In 2007 Letelier relocated to Germany, a country whose historical ties to Chile derive not from the flight of war criminals to the Southern Cone following World War II as is typically commented, but the active recruitment in the mid 19th century of German colonizers – desired for their presumably superior work ethic – to settle in the country’s southern provinces. Consistent with her long-term interest in “the social changes connected to the dismantling of a landscape,” her most recent work – drawings and paintings in coal and graphite – departs (in a manner less documentary than before) from an interest in the coal mining industry, whose slow decline is emblematic of an embattled and seemingly never-ending process of German reunification. In Machine Studies, 2009-2010 a series of massive mining machines appear against an empty landscape, like dinosaurs recalling a former era, while her painting series Des Hecho, 2009, utilizes aerial photography – a medium associated with military operations, surveillance, and real estate development – to represent the topography of the environmental devastation that, in a global economy, is perpetually displaced onto the periphery.

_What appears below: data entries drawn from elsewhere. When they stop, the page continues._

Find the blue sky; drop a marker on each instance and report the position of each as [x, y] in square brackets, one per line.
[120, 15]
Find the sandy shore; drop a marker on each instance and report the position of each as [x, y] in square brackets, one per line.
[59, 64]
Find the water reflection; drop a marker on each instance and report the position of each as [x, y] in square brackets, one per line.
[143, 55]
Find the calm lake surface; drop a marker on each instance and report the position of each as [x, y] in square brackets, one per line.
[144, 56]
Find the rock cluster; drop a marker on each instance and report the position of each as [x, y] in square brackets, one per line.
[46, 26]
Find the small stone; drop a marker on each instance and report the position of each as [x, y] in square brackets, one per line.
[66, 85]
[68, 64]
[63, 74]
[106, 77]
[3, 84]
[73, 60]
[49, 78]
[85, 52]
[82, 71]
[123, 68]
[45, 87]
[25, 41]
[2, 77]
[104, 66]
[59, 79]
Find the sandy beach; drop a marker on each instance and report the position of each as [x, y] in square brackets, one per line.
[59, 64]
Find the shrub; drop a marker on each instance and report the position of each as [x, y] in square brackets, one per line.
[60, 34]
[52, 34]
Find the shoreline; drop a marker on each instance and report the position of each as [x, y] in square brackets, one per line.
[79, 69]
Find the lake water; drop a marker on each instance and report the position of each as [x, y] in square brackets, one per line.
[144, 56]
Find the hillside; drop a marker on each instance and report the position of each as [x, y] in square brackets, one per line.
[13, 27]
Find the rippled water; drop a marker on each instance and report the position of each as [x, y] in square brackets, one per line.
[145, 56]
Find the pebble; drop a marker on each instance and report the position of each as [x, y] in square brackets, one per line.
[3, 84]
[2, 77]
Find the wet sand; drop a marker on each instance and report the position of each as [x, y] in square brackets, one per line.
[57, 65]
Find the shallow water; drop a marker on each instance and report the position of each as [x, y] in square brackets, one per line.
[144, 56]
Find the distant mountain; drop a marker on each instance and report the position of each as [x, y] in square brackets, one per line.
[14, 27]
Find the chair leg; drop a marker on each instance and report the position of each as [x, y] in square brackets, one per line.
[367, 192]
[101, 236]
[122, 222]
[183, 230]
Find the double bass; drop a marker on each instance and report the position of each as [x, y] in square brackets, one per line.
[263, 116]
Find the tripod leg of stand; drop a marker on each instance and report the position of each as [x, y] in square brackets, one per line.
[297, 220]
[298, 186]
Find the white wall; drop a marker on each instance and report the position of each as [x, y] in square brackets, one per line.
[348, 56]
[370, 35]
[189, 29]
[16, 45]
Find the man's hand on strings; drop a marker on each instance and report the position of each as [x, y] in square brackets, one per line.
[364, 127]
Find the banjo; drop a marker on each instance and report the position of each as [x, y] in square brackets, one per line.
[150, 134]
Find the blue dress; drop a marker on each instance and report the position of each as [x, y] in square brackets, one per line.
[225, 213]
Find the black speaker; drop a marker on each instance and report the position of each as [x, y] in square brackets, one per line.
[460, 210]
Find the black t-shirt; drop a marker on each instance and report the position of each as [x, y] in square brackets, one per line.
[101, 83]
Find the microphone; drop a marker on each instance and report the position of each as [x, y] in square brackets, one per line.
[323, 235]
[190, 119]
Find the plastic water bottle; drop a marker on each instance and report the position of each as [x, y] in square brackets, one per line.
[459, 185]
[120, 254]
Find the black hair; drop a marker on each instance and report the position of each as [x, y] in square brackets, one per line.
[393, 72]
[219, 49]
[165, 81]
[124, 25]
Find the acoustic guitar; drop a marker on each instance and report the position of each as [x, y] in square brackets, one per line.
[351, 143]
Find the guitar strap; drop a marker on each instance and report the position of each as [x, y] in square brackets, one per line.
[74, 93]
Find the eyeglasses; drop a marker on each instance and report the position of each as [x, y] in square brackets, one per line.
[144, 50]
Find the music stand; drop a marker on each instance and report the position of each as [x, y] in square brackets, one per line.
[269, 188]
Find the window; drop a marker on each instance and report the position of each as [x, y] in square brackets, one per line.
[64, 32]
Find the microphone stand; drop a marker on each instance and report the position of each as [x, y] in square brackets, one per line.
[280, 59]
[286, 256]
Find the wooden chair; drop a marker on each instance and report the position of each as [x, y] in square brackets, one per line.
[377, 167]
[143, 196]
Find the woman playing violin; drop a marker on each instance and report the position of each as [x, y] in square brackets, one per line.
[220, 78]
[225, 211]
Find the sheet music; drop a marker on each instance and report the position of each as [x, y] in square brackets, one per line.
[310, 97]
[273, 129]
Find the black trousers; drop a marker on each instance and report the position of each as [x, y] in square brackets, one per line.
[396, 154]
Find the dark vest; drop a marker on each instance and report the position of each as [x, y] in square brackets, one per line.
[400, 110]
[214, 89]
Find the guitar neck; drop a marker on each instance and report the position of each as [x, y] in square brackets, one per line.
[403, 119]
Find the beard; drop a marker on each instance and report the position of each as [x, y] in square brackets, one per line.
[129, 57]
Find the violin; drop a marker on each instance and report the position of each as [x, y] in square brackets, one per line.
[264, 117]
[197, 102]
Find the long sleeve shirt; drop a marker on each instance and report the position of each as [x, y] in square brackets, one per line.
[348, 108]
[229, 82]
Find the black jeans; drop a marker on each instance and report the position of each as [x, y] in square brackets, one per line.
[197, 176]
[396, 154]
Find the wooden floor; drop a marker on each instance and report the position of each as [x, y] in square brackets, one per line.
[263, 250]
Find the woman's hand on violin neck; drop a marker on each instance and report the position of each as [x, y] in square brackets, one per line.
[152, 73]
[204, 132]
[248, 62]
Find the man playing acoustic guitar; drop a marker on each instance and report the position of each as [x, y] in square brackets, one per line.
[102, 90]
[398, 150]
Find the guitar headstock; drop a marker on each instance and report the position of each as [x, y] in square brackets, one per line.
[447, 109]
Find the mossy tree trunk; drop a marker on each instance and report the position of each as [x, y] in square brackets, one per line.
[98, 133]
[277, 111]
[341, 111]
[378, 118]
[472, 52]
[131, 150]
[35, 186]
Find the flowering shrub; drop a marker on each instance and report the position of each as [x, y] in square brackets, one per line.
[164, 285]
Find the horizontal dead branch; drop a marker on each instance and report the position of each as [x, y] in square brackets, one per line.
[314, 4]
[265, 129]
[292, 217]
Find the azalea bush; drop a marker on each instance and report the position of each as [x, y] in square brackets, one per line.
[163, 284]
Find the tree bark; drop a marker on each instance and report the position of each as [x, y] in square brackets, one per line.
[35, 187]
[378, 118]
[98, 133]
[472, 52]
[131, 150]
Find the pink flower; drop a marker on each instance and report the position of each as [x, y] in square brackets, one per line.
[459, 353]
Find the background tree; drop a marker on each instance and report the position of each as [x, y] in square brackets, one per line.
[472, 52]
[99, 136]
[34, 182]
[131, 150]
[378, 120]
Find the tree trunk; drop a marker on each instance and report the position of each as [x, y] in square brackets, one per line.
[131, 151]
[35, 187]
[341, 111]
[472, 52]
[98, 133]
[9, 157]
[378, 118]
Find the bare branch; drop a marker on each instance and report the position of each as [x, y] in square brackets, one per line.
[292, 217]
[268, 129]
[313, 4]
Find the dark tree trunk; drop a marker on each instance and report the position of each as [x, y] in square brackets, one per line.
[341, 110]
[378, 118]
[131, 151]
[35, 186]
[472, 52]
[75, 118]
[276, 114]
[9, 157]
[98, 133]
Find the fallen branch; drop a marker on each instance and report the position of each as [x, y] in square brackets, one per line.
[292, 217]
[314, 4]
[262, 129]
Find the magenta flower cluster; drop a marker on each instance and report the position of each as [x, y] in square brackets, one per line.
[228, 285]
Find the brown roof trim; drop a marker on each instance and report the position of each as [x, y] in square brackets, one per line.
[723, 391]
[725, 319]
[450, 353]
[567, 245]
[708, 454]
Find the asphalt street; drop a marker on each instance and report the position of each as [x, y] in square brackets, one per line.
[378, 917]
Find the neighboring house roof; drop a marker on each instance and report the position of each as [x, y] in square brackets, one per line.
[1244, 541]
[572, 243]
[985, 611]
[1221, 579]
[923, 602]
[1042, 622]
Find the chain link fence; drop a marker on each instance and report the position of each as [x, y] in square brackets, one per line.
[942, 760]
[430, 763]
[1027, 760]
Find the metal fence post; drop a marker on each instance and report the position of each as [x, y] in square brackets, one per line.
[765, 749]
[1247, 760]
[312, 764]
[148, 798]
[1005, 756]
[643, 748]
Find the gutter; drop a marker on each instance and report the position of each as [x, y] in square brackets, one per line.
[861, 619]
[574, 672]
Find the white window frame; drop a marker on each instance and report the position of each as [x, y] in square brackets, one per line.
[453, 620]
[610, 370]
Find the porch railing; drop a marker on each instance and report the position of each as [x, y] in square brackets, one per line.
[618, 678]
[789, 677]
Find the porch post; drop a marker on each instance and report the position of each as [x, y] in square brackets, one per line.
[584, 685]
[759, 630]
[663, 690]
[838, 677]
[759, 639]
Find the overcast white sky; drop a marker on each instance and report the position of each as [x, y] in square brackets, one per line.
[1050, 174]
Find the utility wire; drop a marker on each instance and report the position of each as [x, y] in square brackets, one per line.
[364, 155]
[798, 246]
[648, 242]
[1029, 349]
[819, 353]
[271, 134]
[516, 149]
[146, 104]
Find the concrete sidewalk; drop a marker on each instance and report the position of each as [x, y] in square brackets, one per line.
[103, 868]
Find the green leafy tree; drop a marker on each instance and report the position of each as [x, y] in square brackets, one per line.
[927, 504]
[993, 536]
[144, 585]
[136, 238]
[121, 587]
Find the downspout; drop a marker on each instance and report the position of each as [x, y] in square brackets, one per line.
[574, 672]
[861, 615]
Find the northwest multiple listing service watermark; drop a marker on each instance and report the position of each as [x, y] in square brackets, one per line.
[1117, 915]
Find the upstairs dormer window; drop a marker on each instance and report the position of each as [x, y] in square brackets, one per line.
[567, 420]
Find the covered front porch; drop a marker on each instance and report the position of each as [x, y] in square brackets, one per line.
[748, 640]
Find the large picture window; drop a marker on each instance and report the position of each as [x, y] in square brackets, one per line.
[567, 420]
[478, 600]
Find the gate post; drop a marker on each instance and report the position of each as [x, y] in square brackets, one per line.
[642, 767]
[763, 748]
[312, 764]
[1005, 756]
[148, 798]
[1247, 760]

In Western Europe, Berlin is the city in which the East-West divide is still clearly visible – from its massive, bleak housing blocks situated in the eastern periphery to the thousands of visual artists, musicians, and writers who have flocked here during the last decade, seeking an affordable lifestyle and cosmopolitan anonymity increasingly scarce within Western capitals. If there’s something that can be characterized as the particular smell of this historical limbo, it’s that of the burning coal still used to heat a large number of pre-war buildings in the neighborhoods of the former East as well as the old western ghettoes. Its absence inevitably signals gentrification – that curious process of destroying exactly what it is we seek, which is another form of colonization.

* A term coined by French born, Chilean critic and art historian Nelly Richard to refer to a seminal group of conceptual artists and writers active in the late 70s/early 80s including Carlos Leppe, Eugenio Dittborn, Lotty Rosenfeld, Diamela Eltit, and Raul Zurita among others. For further reading see: Margins and Institutions: Art in Chile Since 1973, Melbourne: Art & Text, 1986.